Which is kinda difficult if you've ever bought a house before.

BUT,
since we could no longer tolerate the HORRIBLE management at farmgate/timbergate apartments in Herriman Utah (i'm telling you the name of the apartment complex as a warning. do NOT consider living there. They are horrible),
hahaha..but seriously.

My wonderful parents,
have agreed to let us stay in the mother-in-law apartment in their basement until we can qualify for that house/find another apartment if we cannot qualify.

So,
this weekend we moved in.
We're hoping to get in to a house quickly, but you never know!
Which is another reason we moved in with my parents instead of getting another apartment.
We don't know how long it will take and we don't want to sign any contracts.

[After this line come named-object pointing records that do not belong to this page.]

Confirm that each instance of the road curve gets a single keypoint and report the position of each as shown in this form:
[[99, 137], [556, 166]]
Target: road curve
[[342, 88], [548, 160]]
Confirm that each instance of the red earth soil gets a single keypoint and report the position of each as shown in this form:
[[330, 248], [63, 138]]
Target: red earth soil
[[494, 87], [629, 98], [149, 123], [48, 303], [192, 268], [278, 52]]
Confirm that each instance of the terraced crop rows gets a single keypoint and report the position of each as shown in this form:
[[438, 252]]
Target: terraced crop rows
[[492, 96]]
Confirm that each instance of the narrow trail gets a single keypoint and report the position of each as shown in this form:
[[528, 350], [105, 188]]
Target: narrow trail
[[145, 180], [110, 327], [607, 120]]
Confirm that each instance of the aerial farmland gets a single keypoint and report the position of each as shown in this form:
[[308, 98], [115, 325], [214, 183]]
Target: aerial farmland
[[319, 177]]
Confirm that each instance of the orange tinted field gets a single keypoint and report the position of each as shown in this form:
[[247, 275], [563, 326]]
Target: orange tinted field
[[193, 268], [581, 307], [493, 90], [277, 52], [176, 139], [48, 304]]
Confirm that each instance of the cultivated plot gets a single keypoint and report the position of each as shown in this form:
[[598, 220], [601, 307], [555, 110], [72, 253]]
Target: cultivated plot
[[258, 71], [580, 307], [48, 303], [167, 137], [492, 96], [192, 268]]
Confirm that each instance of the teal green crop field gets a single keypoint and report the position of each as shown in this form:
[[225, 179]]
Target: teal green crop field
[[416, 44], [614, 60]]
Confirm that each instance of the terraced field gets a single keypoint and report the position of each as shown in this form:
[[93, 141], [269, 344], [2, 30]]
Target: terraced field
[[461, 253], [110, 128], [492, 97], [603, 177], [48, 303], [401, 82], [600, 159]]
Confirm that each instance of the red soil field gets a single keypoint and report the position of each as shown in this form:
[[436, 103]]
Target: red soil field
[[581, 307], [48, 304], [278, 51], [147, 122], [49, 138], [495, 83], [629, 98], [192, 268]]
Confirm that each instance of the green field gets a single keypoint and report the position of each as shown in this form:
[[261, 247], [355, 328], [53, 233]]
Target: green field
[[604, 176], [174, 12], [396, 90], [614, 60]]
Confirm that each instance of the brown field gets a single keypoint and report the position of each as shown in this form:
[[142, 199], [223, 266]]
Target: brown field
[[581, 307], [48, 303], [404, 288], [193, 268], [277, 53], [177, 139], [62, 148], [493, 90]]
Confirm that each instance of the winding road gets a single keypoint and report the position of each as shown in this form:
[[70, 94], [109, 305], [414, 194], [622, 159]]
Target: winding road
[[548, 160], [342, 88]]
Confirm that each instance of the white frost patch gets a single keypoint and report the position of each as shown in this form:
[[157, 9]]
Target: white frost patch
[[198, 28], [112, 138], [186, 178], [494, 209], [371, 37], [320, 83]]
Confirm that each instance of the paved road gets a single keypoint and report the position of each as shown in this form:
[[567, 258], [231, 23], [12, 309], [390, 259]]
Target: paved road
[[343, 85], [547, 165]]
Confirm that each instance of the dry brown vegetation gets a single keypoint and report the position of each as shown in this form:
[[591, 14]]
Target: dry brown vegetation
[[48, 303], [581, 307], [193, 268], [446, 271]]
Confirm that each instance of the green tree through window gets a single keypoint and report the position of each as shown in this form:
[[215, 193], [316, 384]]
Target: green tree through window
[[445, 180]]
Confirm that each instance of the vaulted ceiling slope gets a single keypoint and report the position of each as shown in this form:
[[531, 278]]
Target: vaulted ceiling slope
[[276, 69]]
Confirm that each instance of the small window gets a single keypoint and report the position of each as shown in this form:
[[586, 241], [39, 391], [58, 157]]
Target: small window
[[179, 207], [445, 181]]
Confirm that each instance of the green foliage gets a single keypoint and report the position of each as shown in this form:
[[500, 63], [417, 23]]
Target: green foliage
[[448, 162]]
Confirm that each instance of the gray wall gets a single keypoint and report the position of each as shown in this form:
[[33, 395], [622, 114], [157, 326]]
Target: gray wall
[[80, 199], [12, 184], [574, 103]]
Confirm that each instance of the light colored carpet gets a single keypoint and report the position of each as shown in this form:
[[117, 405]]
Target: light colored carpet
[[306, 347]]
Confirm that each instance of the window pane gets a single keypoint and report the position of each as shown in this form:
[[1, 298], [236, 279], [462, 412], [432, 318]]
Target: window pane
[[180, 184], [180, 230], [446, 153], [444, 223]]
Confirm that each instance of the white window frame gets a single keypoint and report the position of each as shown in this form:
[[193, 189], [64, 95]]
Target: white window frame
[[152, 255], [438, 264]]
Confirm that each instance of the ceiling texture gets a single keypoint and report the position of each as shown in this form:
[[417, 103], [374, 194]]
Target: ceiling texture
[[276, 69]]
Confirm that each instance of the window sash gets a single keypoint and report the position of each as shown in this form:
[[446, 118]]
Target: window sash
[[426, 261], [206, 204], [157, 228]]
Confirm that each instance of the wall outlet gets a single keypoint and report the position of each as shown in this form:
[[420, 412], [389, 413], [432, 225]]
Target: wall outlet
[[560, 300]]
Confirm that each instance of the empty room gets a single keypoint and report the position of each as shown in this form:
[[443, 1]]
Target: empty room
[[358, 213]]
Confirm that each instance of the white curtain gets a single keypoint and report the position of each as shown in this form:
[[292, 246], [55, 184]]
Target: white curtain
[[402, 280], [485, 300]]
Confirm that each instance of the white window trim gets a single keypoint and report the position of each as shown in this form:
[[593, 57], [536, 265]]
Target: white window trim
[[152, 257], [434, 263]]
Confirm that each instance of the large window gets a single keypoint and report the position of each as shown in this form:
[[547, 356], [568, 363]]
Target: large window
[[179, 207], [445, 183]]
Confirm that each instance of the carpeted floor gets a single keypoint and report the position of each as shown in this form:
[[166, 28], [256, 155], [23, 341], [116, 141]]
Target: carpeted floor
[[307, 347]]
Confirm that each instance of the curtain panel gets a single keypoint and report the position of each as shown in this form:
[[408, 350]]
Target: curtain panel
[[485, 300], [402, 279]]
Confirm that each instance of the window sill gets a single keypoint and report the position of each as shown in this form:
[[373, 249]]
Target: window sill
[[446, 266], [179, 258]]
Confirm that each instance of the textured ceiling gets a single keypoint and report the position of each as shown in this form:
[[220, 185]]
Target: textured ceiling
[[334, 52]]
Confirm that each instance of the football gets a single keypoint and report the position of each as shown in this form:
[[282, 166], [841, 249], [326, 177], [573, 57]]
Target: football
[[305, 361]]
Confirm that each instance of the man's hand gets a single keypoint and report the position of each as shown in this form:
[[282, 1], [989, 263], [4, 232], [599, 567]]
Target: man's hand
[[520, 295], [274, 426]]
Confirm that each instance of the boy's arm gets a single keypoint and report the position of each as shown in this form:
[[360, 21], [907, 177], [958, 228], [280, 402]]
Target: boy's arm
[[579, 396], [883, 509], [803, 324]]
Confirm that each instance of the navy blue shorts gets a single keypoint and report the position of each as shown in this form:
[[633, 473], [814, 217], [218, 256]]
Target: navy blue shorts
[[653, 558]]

We also got our pictures back from our wedding.
If you're friends with me on facebook,
they're all there.

If not,
I posted a few here.






LOVE this picture. He is one years old and going to be an uncle just a month after turning two!!





Need a flower lady? Mine was completely AMAZING!

My beautiful Flower Girl




LOVEDDD our cake!!! I've got her number too!


Yes we did jump in the pool!!


 Sorry such a short random post!
I have to work tomorrow and it's late :)

Thursday, October 7, 2010

October.



This time of month brings back so many memories and emotions.

Everytime I go outside,
I am reminded of two years ago...

When Avery was almost born.

I am overcome with such a peaceful, quiet, sacred feeling everytime I feel the cool air hit my face.
I want to cry when I smell the crisp fall weather settling in.

The way I felt at this time two years ago,
is unexplainable. 

I will not ever be able to find the right words for it.

The Spirit was with me so strongly.
The things that happened during the month of October two years ago were the most sacred, spiritual, hardest things in my life.

It proved to me how strong I can be when I have to be.
It proved to me how much the Lord loves me.
It proved to me that with the Lords help, I can honestly do anything.

When the weather starts to change from summer to fall,
I feel it almost immediately.
The peaceful feeling I had with me during October of 2008,
 is brought back whenever I walk outside and I just want to sit outside, close my eyes and remember it all. 

Last year,
this feeling was hard for me.
Even though it was a peaceful feeling,
all I could think about was what a difficult time it was.
My heart still ached tremendously.

Now,
it's a different feeling.

I want to, and sometimes do, cry when I feel the cool fall air on my face, 
but it's not of pain.

It's of peace.
It's of amazement.
It's of LOVE.
COMPLETE UNCONDITIONAL LOVE.

This year,
I am pregnant again.

BUT,

Instead of the end of my pregnancy this month,
I'm at the beginning,

and

Instead of carrying someone else's child,
I am carrying MINE.

MY CHILD.

Although I believe that hormones have a lot to do with crying so easily this month,
I don't think it's JUST hormones.
This month will always be the most life changing month of my life.

October is always a month I look at with such peace.
My best friend passed away this month,
and I placed the one person I loved more than anything,
with another family.

It's something I will always always remember this way.
whenever the weather changes to fall,
I don't think I will ever look at again as I did before 2008.